35_1.png/image-size:236×216
売買価格のうち建物の価格は「320万円-100万円=220万円」です。税抜き価格は「220万円÷1.1=200万円」なので、土地100万円との合計額300万円が報酬計算に使用する売買代金となります。税抜き売買代金が200万円超400万円以下なので「売買代金×4%+2万円」の速算式を使って報酬額を計算します。
A(代理)の報酬限度額
(300万円×4%+2万円)×1.1=154,000円
154,000円×2=308,000円
C(媒介)の報酬限度額
(300万円×4%+2万円)×1.1=154,000円
A、C合わせた報酬限度額
308,000円(媒介の2倍、代理と同じ)
この制限内で報酬を受領することになります。
  1. 正しい。A社とC社合わせて308,000円までしか受領できません。A社が売主から308,000円受け取った場合、C社は買主から報酬を受領することができません。
  2. 正しい。C社が買主Dから満額の154,000円を受領した場合でも、A社は売主Bから「308,000円-154,000円=154,000円」を上限に報酬を受け取ることができます。
  3. 誤り。C社の報酬限度額は154,000円です。よって、それを超える208,000円を受領することはできません。
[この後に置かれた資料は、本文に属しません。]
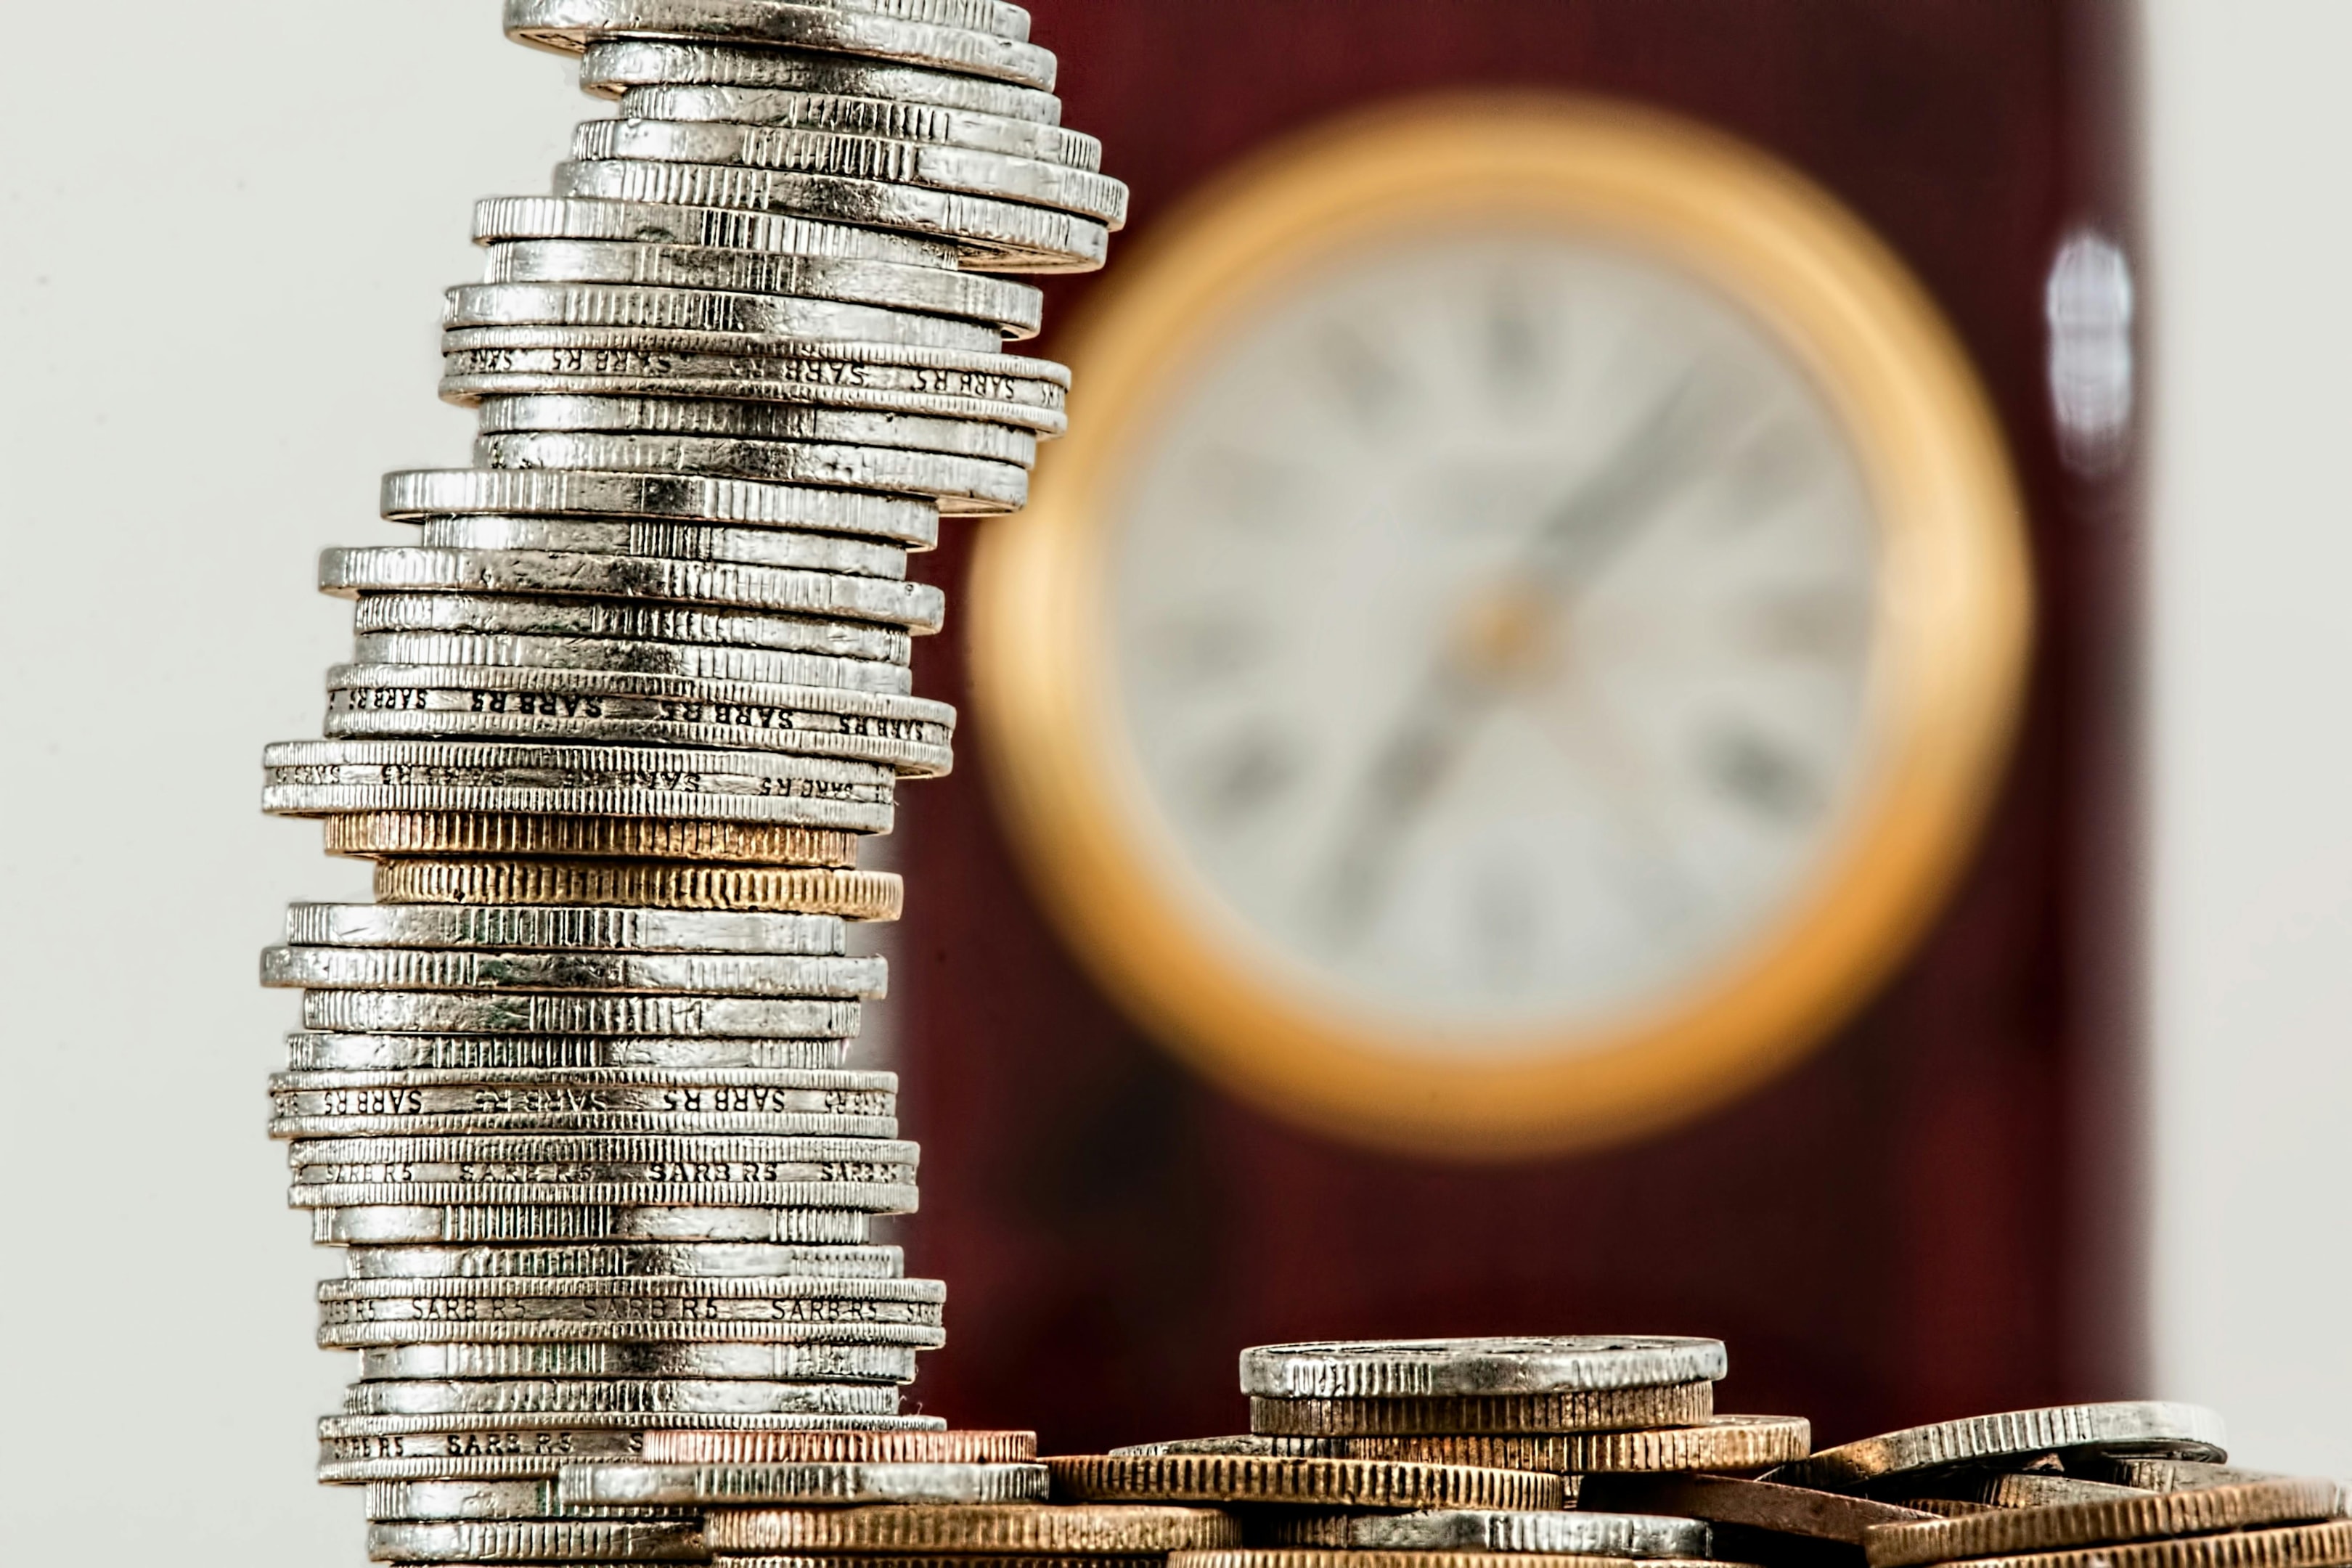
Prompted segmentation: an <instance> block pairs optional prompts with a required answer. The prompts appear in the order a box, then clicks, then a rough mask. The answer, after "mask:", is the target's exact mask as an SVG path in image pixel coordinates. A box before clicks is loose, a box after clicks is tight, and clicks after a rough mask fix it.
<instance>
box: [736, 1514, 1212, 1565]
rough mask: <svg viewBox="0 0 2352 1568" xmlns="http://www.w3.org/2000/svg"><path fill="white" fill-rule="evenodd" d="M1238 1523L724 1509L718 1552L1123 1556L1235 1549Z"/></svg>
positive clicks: (1198, 1517)
mask: <svg viewBox="0 0 2352 1568" xmlns="http://www.w3.org/2000/svg"><path fill="white" fill-rule="evenodd" d="M1237 1544H1242V1526H1240V1521H1235V1519H1232V1516H1230V1514H1223V1512H1218V1509H1188V1507H1155V1505H1115V1507H1105V1505H1084V1502H1075V1505H1073V1502H1063V1505H1023V1502H988V1505H931V1507H849V1509H830V1507H828V1509H722V1512H717V1514H713V1516H710V1549H713V1552H727V1554H736V1552H790V1554H804V1552H856V1554H891V1556H901V1554H985V1556H997V1554H1028V1556H1063V1554H1077V1556H1124V1554H1157V1552H1185V1549H1192V1547H1237Z"/></svg>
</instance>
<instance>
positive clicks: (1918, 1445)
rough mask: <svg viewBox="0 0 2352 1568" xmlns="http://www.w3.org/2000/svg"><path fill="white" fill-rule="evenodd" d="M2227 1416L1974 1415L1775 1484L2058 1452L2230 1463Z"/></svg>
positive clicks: (1859, 1442) (2160, 1415) (2106, 1414)
mask: <svg viewBox="0 0 2352 1568" xmlns="http://www.w3.org/2000/svg"><path fill="white" fill-rule="evenodd" d="M2220 1443H2223V1425H2220V1415H2216V1413H2213V1410H2206V1408H2204V1406H2187V1403H2164V1401H2154V1399H2143V1401H2114V1403H2091V1406H2049V1408H2039V1410H2009V1413H2004V1415H1973V1418H1969V1420H1950V1422H1938V1425H1933V1427H1905V1429H1903V1432H1889V1434H1884V1436H1870V1439H1863V1441H1858V1443H1839V1446H1837V1448H1823V1450H1820V1453H1816V1455H1811V1458H1809V1460H1802V1462H1795V1465H1783V1467H1780V1469H1778V1472H1773V1476H1771V1479H1773V1481H1783V1483H1788V1486H1818V1488H1823V1490H1860V1488H1867V1486H1872V1483H1875V1481H1879V1479H1882V1476H1898V1474H1905V1472H1915V1469H1940V1467H1947V1465H1978V1462H1985V1460H1999V1458H2011V1455H2034V1453H2053V1450H2098V1453H2131V1455H2147V1458H2173V1460H2225V1458H2227V1453H2223V1448H2220Z"/></svg>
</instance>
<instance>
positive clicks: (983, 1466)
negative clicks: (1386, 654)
mask: <svg viewBox="0 0 2352 1568" xmlns="http://www.w3.org/2000/svg"><path fill="white" fill-rule="evenodd" d="M506 31H508V35H510V38H515V40H520V42H529V45H536V47H548V49H560V52H569V54H574V56H579V61H581V85H583V87H586V89H588V92H590V94H597V96H604V99H619V118H609V120H590V122H588V125H583V127H581V129H579V134H576V139H574V148H572V150H574V158H572V160H569V162H564V165H562V167H560V169H557V174H555V195H553V197H503V200H489V202H482V205H480V209H477V214H475V237H477V240H480V242H482V244H485V247H487V256H489V261H487V273H485V280H482V282H480V284H466V287H459V289H452V292H449V303H447V315H445V322H447V331H445V343H442V348H445V376H442V395H445V397H449V400H454V402H461V404H470V407H477V409H480V440H477V444H475V465H473V468H459V470H416V473H395V475H388V477H386V484H383V515H386V517H390V520H395V522H405V524H416V527H419V529H421V538H416V541H414V543H405V545H395V548H355V550H329V552H327V557H325V562H322V585H325V588H327V590H329V592H336V595H346V597H353V599H355V602H358V644H355V658H353V663H346V665H339V668H336V670H334V672H332V675H329V679H327V689H329V693H327V726H325V741H306V743H292V745H275V748H270V752H268V757H266V792H263V804H266V809H268V811H275V813H285V816H313V818H325V827H327V849H329V851H334V853H346V856H365V858H372V860H374V863H376V903H367V905H294V907H292V910H289V914H287V931H285V945H280V947H270V950H268V952H266V954H263V964H261V969H263V980H266V983H268V985H287V987H299V990H301V992H303V997H301V1009H303V1030H301V1032H299V1034H294V1037H292V1041H289V1063H287V1065H289V1072H285V1074H280V1077H278V1079H275V1081H273V1103H275V1112H273V1133H278V1135H280V1138H287V1140H292V1164H294V1204H296V1206H301V1208H308V1211H310V1213H313V1218H315V1237H318V1239H320V1241H327V1244H336V1246H346V1248H348V1253H346V1258H348V1276H346V1279H336V1281H327V1284H325V1286H322V1288H320V1307H322V1326H320V1342H322V1345H329V1347H343V1349H358V1352H360V1356H362V1363H360V1382H355V1385H353V1387H350V1394H348V1399H346V1408H343V1413H339V1415H334V1418H329V1420H325V1422H322V1432H320V1439H322V1465H320V1476H322V1479H325V1481H346V1483H360V1481H365V1483H369V1514H372V1519H374V1526H372V1535H369V1552H372V1556H376V1559H383V1561H412V1563H423V1561H442V1563H447V1561H461V1563H595V1561H682V1559H701V1556H706V1552H708V1542H706V1530H703V1521H701V1512H699V1507H696V1505H694V1502H675V1500H670V1497H668V1495H666V1497H659V1500H621V1502H590V1505H588V1507H586V1512H576V1509H564V1500H562V1495H560V1493H557V1486H555V1476H557V1467H560V1465H564V1462H590V1465H597V1462H612V1465H621V1462H630V1460H640V1458H644V1455H647V1450H649V1448H654V1446H656V1443H659V1441H663V1439H684V1436H701V1439H734V1441H753V1439H764V1441H769V1443H771V1448H769V1450H764V1453H767V1455H769V1458H790V1460H795V1462H800V1465H818V1467H823V1465H833V1467H835V1472H840V1467H844V1465H849V1467H861V1465H863V1467H868V1469H870V1467H884V1469H887V1467H891V1465H898V1467H903V1465H908V1462H913V1465H943V1467H948V1469H955V1467H962V1469H974V1467H978V1469H976V1472H974V1474H978V1472H988V1476H985V1479H983V1481H974V1486H981V1490H983V1493H985V1495H988V1497H997V1495H1000V1493H993V1490H988V1488H990V1486H997V1488H1000V1490H1002V1486H1004V1481H1002V1476H997V1472H1007V1474H1018V1476H1025V1479H1023V1481H1018V1483H1016V1486H1014V1490H1002V1495H1004V1497H1016V1495H1035V1493H1037V1490H1040V1488H1042V1483H1044V1472H1042V1469H1037V1467H1035V1465H1030V1460H1033V1458H1035V1443H1033V1439H1023V1434H948V1432H943V1422H941V1420H936V1418H927V1415H901V1413H898V1387H901V1385H903V1382H908V1380H910V1378H913V1375H915V1352H920V1349H927V1347H934V1345H938V1342H941V1340H943V1331H941V1314H943V1286H941V1284H938V1281H922V1279H903V1272H901V1258H898V1248H891V1246H873V1244H868V1215H882V1213H908V1211H913V1208H915V1157H917V1150H915V1145H910V1143H901V1140H898V1138H896V1131H898V1128H896V1079H894V1077H891V1074H887V1072H858V1070H851V1067H849V1065H847V1058H849V1048H851V1039H854V1034H856V1032H858V1023H861V1009H863V1004H868V1001H870V999H875V997H880V994H882V990H884V964H882V959H875V957H858V954H854V952H851V943H849V922H861V919H889V917H894V914H896V912H898V898H901V891H898V879H896V877H891V875H882V872H870V870H858V867H856V860H858V839H861V837H863V835H880V832H889V827H891V811H894V790H896V780H898V778H910V776H936V773H943V771H948V764H950V738H953V719H955V715H953V710H950V708H948V705H943V703H929V701H922V698H915V696H913V682H910V670H908V661H910V649H913V639H915V637H917V635H922V632H931V630H938V625H941V618H943V609H946V607H943V595H941V592H938V590H936V588H927V585H920V583H910V581H906V571H908V552H913V550H924V548H929V545H934V543H936V538H938V520H941V515H943V512H953V515H981V512H1002V510H1009V508H1016V505H1021V501H1023V498H1025V489H1028V465H1030V461H1033V456H1035V449H1037V442H1040V440H1042V437H1051V435H1056V433H1058V430H1061V428H1063V393H1065V386H1068V376H1065V371H1063V369H1061V367H1058V364H1049V362H1042V360H1025V357H1016V355H1007V353H1002V346H1004V341H1007V339H1018V336H1028V334H1033V331H1035V329H1037V324H1040V301H1042V294H1040V289H1035V287H1033V284H1028V282H1018V280H1011V277H995V275H990V273H1047V270H1080V268H1091V266H1098V263H1101V259H1103V249H1105V242H1108V233H1110V230H1112V228H1115V226H1117V223H1120V221H1122V214H1124V190H1122V188H1120V186H1117V181H1110V179H1105V176H1103V174H1098V153H1101V150H1098V146H1096V143H1094V141H1091V139H1089V136H1082V134H1077V132H1068V129H1063V127H1061V125H1058V115H1061V106H1058V101H1056V99H1054V94H1051V85H1054V56H1051V54H1047V52H1044V49H1040V47H1035V45H1030V42H1028V16H1025V12H1021V9H1018V7H1016V5H1004V2H1002V0H508V2H506ZM1023 1441H1025V1443H1028V1446H1023ZM779 1443H781V1446H779ZM1007 1467H1009V1469H1007ZM842 1474H847V1472H842ZM858 1474H866V1472H858ZM835 1481H840V1486H842V1488H847V1490H842V1493H840V1497H833V1502H851V1500H858V1497H884V1495H896V1493H891V1490H889V1488H891V1486H894V1483H891V1481H880V1479H873V1476H866V1481H842V1479H840V1476H835ZM868 1481H873V1488H880V1490H873V1488H868V1490H858V1486H866V1483H868ZM1023 1486H1025V1488H1028V1490H1021V1488H1023ZM938 1495H941V1497H948V1495H960V1493H955V1488H953V1486H950V1488H948V1490H943V1493H938Z"/></svg>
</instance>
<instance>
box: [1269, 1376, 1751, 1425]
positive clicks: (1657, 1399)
mask: <svg viewBox="0 0 2352 1568" xmlns="http://www.w3.org/2000/svg"><path fill="white" fill-rule="evenodd" d="M1710 1415H1715V1385H1712V1382H1670V1385H1663V1387H1651V1389H1590V1392H1585V1389H1576V1392H1557V1394H1463V1396H1442V1399H1251V1401H1249V1429H1251V1432H1263V1434H1268V1436H1423V1434H1439V1432H1635V1429H1642V1427H1696V1425H1698V1422H1703V1420H1708V1418H1710Z"/></svg>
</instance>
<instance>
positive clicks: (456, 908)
mask: <svg viewBox="0 0 2352 1568" xmlns="http://www.w3.org/2000/svg"><path fill="white" fill-rule="evenodd" d="M285 940H287V943H292V945H303V947H562V950H588V952H727V954H793V957H840V954H842V952H847V940H849V929H847V926H844V924H842V922H840V919H837V917H830V914H736V912H696V910H628V907H595V905H503V907H494V910H485V907H452V905H381V903H294V905H287V922H285Z"/></svg>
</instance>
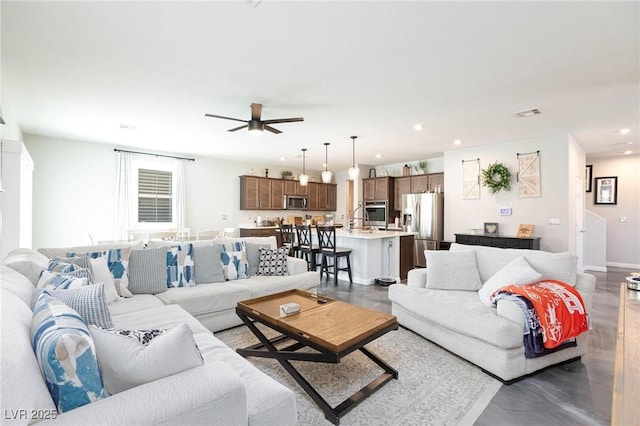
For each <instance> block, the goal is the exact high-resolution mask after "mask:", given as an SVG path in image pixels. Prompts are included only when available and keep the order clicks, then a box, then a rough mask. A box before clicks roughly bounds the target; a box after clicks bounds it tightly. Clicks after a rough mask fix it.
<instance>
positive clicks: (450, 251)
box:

  4. 誤り。広告代金のうち、依頼者の依頼により行った特別の広告であれば、その料金を通常の報酬とは別に受け取ることができます。しかし、本肢は「通常の広告の料金」ですから、依頼者に請求することはできません。また、通常の広告は宅地建物取引業者の負担となるので、それが依頼者から依頼の有無にかかわらず報酬に加算することはできません。
したがって正しいものの組合せは「ア、イ」です。